My sister Emma was born on March 5, 1935. She was a pretty, good-looking girl with many talents except fot the school. Although I was 5 years younger than her , I tried to help her out. She used to like read a lot, do crafts, was also very compassionate person by nature. As far as I remember, she liked to visit her co-workers while they were in the hospital bringing them food and other stuffs they needed. First aid was her favourite subject and she was good at it, in reality. She dreamt to be a nurse, but could not pass the entering exams to the medical college and ended up to work at the construction site. So, all her life she suffered from the heart disease resulting in the post-war injury wound to be treated in the open field surgery under Nazi bombardment when shrapnel of a bullet was gotten in her leg flesh. The military surgeon did the operation, rescued her life but the little girl became sick of heart disease since that moment. So we grew up in one family all together: my younger brother, Emma and me. Trio of friendly youngsters with open eyes to discover the world. She died at the age of 70 years old in October 20, 2005 in Bryansk appartment on the hands of her own daughter Marina and husband Viktor. She was dearly loved and cared for.

Now every time when her birthday is approaching March the Fifth, I feel an urge to talk to her, at least spiritually.
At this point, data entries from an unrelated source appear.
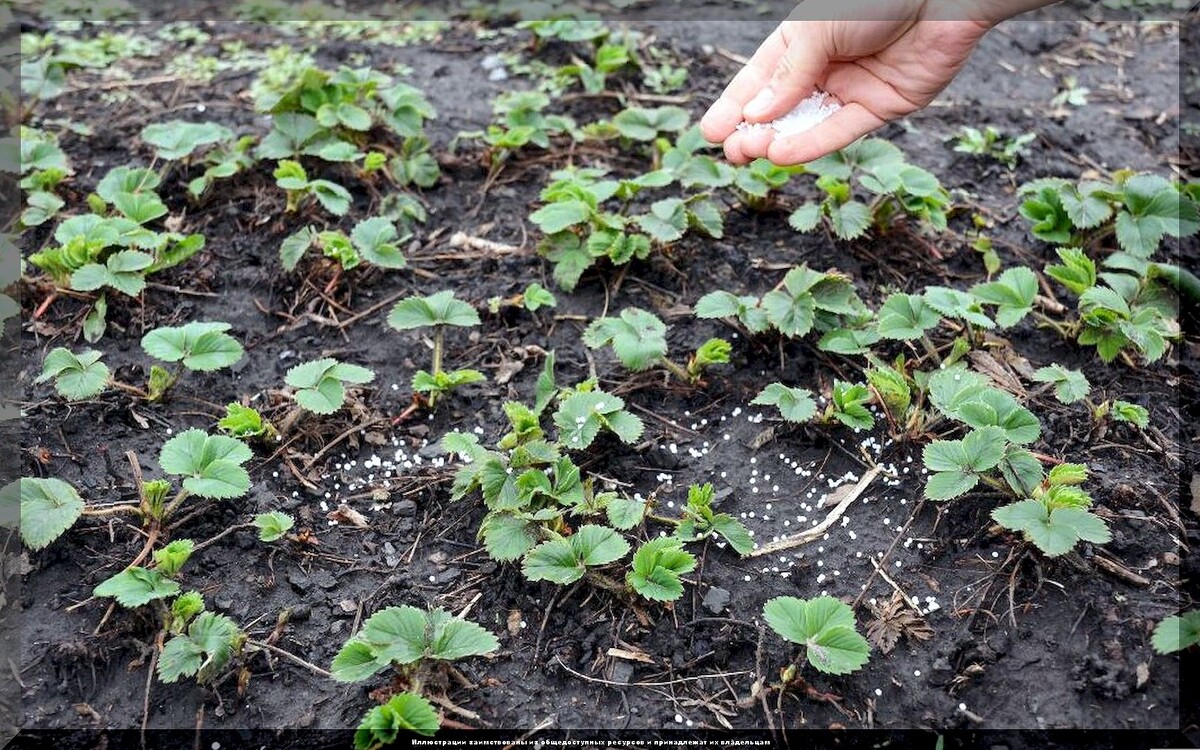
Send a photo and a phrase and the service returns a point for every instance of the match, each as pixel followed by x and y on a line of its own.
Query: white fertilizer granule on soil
pixel 813 111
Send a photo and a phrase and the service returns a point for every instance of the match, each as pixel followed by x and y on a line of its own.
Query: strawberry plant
pixel 414 643
pixel 1139 209
pixel 757 180
pixel 825 627
pixel 273 526
pixel 43 166
pixel 657 568
pixel 375 240
pixel 112 247
pixel 805 300
pixel 293 178
pixel 177 139
pixel 48 508
pixel 1069 385
pixel 247 424
pixel 1127 309
pixel 579 229
pixel 585 413
pixel 701 521
pixel 991 143
pixel 795 405
pixel 957 466
pixel 534 298
pixel 321 384
pixel 76 376
pixel 1176 633
pixel 567 559
pixel 197 346
pixel 1056 516
pixel 436 311
pixel 639 340
pixel 847 405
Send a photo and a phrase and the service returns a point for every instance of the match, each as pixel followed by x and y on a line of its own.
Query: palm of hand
pixel 880 71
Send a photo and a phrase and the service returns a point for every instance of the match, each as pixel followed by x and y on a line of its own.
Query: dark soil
pixel 1019 641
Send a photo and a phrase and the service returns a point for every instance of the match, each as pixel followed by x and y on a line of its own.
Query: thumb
pixel 797 72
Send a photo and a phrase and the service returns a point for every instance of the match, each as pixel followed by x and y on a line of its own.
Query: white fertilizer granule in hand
pixel 809 113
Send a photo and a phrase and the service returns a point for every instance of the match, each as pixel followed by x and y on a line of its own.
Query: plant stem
pixel 1060 328
pixel 109 510
pixel 130 389
pixel 677 371
pixel 438 351
pixel 663 520
pixel 995 484
pixel 930 349
pixel 175 503
pixel 288 655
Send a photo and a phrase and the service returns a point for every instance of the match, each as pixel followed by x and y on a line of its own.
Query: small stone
pixel 717 599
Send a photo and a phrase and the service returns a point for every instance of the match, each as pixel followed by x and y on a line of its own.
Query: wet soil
pixel 1018 641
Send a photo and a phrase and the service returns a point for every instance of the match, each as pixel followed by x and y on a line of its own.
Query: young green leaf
pixel 177 139
pixel 535 297
pixel 199 346
pixel 906 316
pixel 273 526
pixel 567 559
pixel 1055 532
pixel 581 415
pixel 378 241
pixel 203 652
pixel 1077 270
pixel 637 337
pixel 124 271
pixel 171 559
pixel 406 712
pixel 407 635
pixel 441 309
pixel 321 383
pixel 657 568
pixel 825 627
pixel 849 405
pixel 48 508
pixel 955 465
pixel 245 423
pixel 1012 293
pixel 445 381
pixel 1132 413
pixel 210 463
pixel 955 304
pixel 796 405
pixel 1069 385
pixel 76 376
pixel 1176 633
pixel 135 587
pixel 641 124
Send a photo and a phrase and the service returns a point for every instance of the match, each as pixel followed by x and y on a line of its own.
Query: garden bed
pixel 1003 636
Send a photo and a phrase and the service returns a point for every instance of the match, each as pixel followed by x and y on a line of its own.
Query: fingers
pixel 843 129
pixel 726 112
pixel 797 72
pixel 744 147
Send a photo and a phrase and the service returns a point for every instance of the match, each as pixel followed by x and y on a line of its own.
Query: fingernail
pixel 760 103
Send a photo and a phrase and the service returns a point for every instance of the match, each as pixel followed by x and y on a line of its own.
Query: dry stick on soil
pixel 461 239
pixel 288 655
pixel 883 574
pixel 658 684
pixel 816 532
pixel 1117 570
pixel 329 445
pixel 545 724
pixel 916 511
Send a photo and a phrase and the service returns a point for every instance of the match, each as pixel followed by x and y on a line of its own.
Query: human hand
pixel 880 59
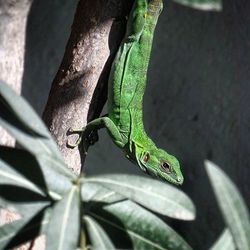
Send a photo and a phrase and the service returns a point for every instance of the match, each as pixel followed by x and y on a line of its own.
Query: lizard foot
pixel 93 137
pixel 78 141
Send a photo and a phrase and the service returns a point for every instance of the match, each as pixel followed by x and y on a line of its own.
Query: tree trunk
pixel 13 19
pixel 79 89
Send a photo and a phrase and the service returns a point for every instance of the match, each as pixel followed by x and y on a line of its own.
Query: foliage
pixel 233 208
pixel 206 5
pixel 72 210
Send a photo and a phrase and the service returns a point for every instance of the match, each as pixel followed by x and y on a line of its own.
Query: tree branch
pixel 79 89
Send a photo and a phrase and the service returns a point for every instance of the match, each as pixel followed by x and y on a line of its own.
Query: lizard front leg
pixel 102 122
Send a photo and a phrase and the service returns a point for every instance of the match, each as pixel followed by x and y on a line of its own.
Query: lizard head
pixel 159 163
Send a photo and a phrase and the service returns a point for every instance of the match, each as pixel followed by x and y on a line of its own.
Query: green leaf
pixel 146 230
pixel 21 121
pixel 9 176
pixel 155 195
pixel 64 225
pixel 232 206
pixel 91 192
pixel 206 5
pixel 18 232
pixel 21 168
pixel 225 241
pixel 58 177
pixel 98 237
pixel 22 164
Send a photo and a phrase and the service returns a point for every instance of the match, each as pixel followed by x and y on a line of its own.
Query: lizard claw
pixel 78 141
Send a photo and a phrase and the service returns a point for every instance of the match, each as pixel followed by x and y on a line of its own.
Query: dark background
pixel 196 102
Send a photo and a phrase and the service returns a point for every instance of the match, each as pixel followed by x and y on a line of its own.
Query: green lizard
pixel 127 83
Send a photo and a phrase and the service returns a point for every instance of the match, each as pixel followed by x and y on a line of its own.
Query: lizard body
pixel 127 82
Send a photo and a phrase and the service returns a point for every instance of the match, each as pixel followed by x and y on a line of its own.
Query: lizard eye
pixel 146 157
pixel 165 167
I know a little about spiritualists who can join their hands in circle calling for the spirits of the dead people as if they were alive and try to communicate with them. Silvia Brown from Mantel show perhaps could do it. I cannot. My way is different: to compose my own eerie stories which can be half true, half fiction. As the life itself. Half real, half surreal.

“Hi, Emma! How are you doing? What show are you watching now?” I asked.

“Alla Pugacheva’s”, she answered.

“Ah, I recollect her in extravagant clothes, appealing to everybody’s taste”, I continued.

“Yes”, Emma said. “I do not like her performance. Too bravado.” added Emma/

Two sisters and two different opinions. As always.

My brother and me were in a priviledged position compared to Emma. Mom’s late husband was our Dad. Emma did not know her real father, and wrote letters to him with the address to “BS”. Who BS was, I was wondering. And only later I discovered that it was two initial letters of her Dad “Boris Sitnikov”. My sister Emma was fascinating about her own father whom she never met in life. But remembered by genes. It was a genetical memory.

Back to her letters to me dating the last one May, 2005 a few months before she left us, upon seeing her handwriting, my face was slowly covering with tears, big drops were running along the cheeks uncontrollably, nothing could stop them, those ones have been the tears of bitter memories, sad souvenirs of real life.

Two sisters are as if two parallels which never came across.